AI API
The ThreatWinds AI API provides unified access to multiple AI providers (OpenAI, Gemini, Claude, and ThreatWinds self-hosted models) through a standardized OpenAI-compatible interface. It handles model management, chat completions with streaming, token counting, embeddings generation, and audio processing.
Overview
ThreatWinds AI API allows you to:
| Feature | Description | Documentation |
|---|---|---|
| Model Management | List and query available AI models across providers | Models |
| Chat Completions | Generate AI responses with streaming and tool support | Chat Completions |
| Token Counting | Count tokens before making inference requests | Token Counting |
| Embeddings | Generate vector embeddings for semantic search and similarity | Embeddings |
| Audio | Speech-to-text transcription and text-to-speech synthesis | Audio |
| Voices | Reference list of all available TTS voice IDs | Voices |
| Data Store | Multi-tenant structured storage for AI workflows | Store |
Key Features
- OpenAI-compatible API - Drop-in replacement for OpenAI’s Chat Completions API
- SSE Streaming - Real-time streaming responses for better UX
- Function Calling - Tool/function support for external integrations
- Multi-provider - Access OpenAI, Gemini, Claude, and ThreatWinds self-hosted models through one API
- Multimodal - Support for text, images, and audio inputs
- Extended Reasoning - Enable step-by-step reasoning for complex tasks
Authentication
The AI API supports two authentication methods:
| Authentication Method | Description |
|---|---|
| Bearer Token | Session-based authentication using Authorization: Bearer <token> header |
| API Key | API key authentication using api-key and api-secret headers |
For details on how to obtain authentication credentials, see the Authentication section.
API Endpoints
The base URL for the AI API is:
https://apis.threatwinds.com/api/ai/v1
For detailed information about each endpoint, please refer to the specific documentation pages.
Supported Providers
The AI API aggregates models from multiple providers.
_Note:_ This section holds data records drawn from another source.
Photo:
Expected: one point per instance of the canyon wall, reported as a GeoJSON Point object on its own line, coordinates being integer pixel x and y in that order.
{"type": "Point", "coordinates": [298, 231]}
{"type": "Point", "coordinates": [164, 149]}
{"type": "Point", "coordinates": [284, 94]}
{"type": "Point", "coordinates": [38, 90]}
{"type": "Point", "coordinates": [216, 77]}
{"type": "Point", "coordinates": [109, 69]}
Use the /models endpoint to discover all currently available models and their capabilities.
| Provider | Description | Capabilities |
|---|---|---|
| OpenAI | External provider | Chat, tools-use, reasoning, code-generation, vision |
| Gemini (Google) | External provider | Chat, tools-use, reasoning, vision |
| Claude (Anthropic) | External provider | Chat, tools-use, reasoning, code-generation, vision |
| ThreatWinds | Self-hosted models (chat, embeddings, audio) | Chat, tools-use, text/code generation, text/vision embeddings, stt/tts |
Note: All self-hosted backends (chat, embeddings, audio) are reported under the single
threatwindsprovider ID on the unified API, regardless of the underlying serving technology. Each model’sowned_byfield still identifies the original maintainer (e.g.Alibabafor Qwen3,ThreatWindsfor Silas,OpenAIfor Whisper).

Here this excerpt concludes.